En 2023, Quentin Bailly inaugurait à Pérenchies (Nord) un ensemble de près de 1 000 m², réunissant son siège social, son atelier de fabrication et sa deuxième boutique, après un investissement de 3 millions d’euros. Trois ans après l’emménagement, la réserve foncière initialement prévue a été mise à profit.
La PME vient de mettre en service une extension de 500 m², opérationnelle depuis le début du mois de juillet. Représentant 1,1 million d’euros d’investissement, financé à la fois sur fonds propres et par emprunt bancaire, ce nouveau bâtiment accueille une zone d’emballage, des chambres froides, les bureaux administratifs, un espace plonge ainsi qu’un atelier entièrement consacré aux macarons. Le transfert de ces activités permet également de réorganiser le reste de l’outil de production et d’améliorer les flux de fabrication.
Cette montée en puissance accompagne une entreprise qui a changé de dimension depuis son arrivée dans la métropole lilloise. Son chiffre d’affaires atteint désormais 3,6 millions d’euros, tandis que les effectifs ont doublé, passant de 16 à 32 salariés, dont 20 dédiés à la fabrication. La croissance s’établit, selon les années, entre 12 et 20 % par an, portée par un positionnement sur un marché de niche : celui de la chocolaterie et de la pâtisserie artisanales haut de gamme.
Le macaron au cœur du nouvel atelier
L'entreprise fabrique aujourd'hui 4 tonnes de chocolats, confiseries et autres créations gourmandes par mois, et plus de 1,5 million de macarons chaque année. Cette extension répond d’abord à une hausse continue de la demande. L’objectif est notamment d’augmenter progressivement la production quotidienne de macarons. "Nous sommes sur un marché de niche. L’idée est de passer à 10 000 macarons, mais toujours de manière artisanale", explique Quentin Bailly. Les biscuits continuent ainsi d’être assemblés à la main.

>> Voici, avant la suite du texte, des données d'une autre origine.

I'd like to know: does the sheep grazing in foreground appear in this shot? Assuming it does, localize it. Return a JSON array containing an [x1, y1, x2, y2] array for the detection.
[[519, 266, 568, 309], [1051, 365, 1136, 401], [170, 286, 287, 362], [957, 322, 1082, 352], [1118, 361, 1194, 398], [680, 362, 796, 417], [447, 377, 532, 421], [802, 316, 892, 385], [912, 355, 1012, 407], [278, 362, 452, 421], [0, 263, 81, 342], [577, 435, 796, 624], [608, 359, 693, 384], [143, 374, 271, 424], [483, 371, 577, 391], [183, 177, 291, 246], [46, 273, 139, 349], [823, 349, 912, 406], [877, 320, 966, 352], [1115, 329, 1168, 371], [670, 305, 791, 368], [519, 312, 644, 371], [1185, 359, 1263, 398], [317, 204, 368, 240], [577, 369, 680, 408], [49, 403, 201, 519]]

Une mécanisation pour mieux maîtriser les coûts
Pour accompagner cette montée en cadence, la maison poursuit ce que son dirigeant qualifie de "mécanisation intelligente". L’objectif n’est pas d’industrialiser la production, mais d’améliorer la productivité et les coûts de revient, sans concession sur la qualité.

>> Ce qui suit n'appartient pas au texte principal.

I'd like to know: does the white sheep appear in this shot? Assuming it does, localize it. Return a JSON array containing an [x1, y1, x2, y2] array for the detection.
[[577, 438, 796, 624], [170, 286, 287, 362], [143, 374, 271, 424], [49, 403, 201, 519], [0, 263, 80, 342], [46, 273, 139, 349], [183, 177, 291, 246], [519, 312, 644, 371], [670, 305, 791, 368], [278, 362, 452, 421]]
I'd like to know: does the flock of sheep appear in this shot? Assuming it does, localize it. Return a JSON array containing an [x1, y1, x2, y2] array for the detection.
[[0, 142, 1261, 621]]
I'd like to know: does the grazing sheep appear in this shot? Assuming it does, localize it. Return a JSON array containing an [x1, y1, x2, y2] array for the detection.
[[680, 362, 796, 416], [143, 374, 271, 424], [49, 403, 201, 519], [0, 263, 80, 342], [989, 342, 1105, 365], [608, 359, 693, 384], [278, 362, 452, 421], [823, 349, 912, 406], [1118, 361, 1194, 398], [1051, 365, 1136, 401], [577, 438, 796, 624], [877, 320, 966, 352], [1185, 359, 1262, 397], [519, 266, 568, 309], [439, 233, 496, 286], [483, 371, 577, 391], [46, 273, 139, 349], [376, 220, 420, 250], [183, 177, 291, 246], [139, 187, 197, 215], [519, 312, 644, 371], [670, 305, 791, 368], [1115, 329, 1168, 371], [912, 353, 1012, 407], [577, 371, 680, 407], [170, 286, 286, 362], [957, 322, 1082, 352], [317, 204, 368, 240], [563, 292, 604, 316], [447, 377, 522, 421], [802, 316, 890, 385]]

L’entreprise s’équipe ainsi d’une seconde ligne d’enrobage afin de travailler simultanément le chocolat noir et le chocolat au lait, sans perdre de temps dans les changements de production. Elle dispose également d’une machine de découpe à jet d’eau, une technologie empruntée à l’industrie aéronautique, capable de reproduire au millimètre près un logo d’entreprise sur une pâtisserie. Un savoir-faire qui lui permet d’être présent sur le marché de l’événementiel.
Cette montée en puissance lui permet également de mieux résister aux hausses de prix des matières premières. "Nous avons désormais un poids qui nous permet de mieux négocier les prix d’achat, de les stabiliser", souligne Quentin Bailly. Cette capacité de négociation avec les fournisseurs permet à la PME de conserver un bon rapport qualité prix.
Le BtoB devient le premier moteur de croissance
Si Quentin Bailly continue d’investir dans son réseau de boutiques, celles-ci ne constituent pas le principal levier de développement de l’entreprise. Près de 60 % du chiffre d’affaires est désormais réalisé en BtoB, essentiellement en marque blanche pour des hôtels haut de gamme. Les trois boutiques de l’enseigne représentent les 40 % restants.
À Pâques, l’entreprise a investi 250 000 euros dans l’ouverture d’une troisième boutique, rue des Arts à Lille, entièrement consacrée à la glacerie et à la pâtisserie. Ce nouvel espace permet à la boutique historique voisine de retrouver un positionnement exclusivement dédié au chocolat, cœur de métier de la maison. Pour autant, aucune nouvelle ouverture n’est programmée. "Nous ne fermons pas la porte, mais ce n’est pas notre priorité", résume Quentin Bailly, qui préfère concentrer ses investissements sur le développement de son activité professionnelle.
Une croissance portée jusqu’à l’international
L’export poursuit lui aussi sa progression. Il représente désormais 25 à 30 % du chiffre d’affaires, contre 15 % lors de l’installation du siège à Pérenchies. Les produits de Quentin Bailly sont notamment distribués au Japon, aux Émirats arabes unis et en Arabie saoudite.
Cette croissance repose essentiellement sur le bouche-à-oreille. "Ce sont des chefs français qui ont été mutés qui nous contactent pour de la sous-traitance", explique le dirigeant. L’entreprise prospecte finalement très peu et sélectionne les projets qu’elle souhaite accompagner. "Nous ne cherchons pas à faire du chiffre pour faire du chiffre", poursuit Quentin Bailly. Une stratégie qui lui permet de poursuivre son développement, tout en conservant les exigences artisanales qui ont fait son succès.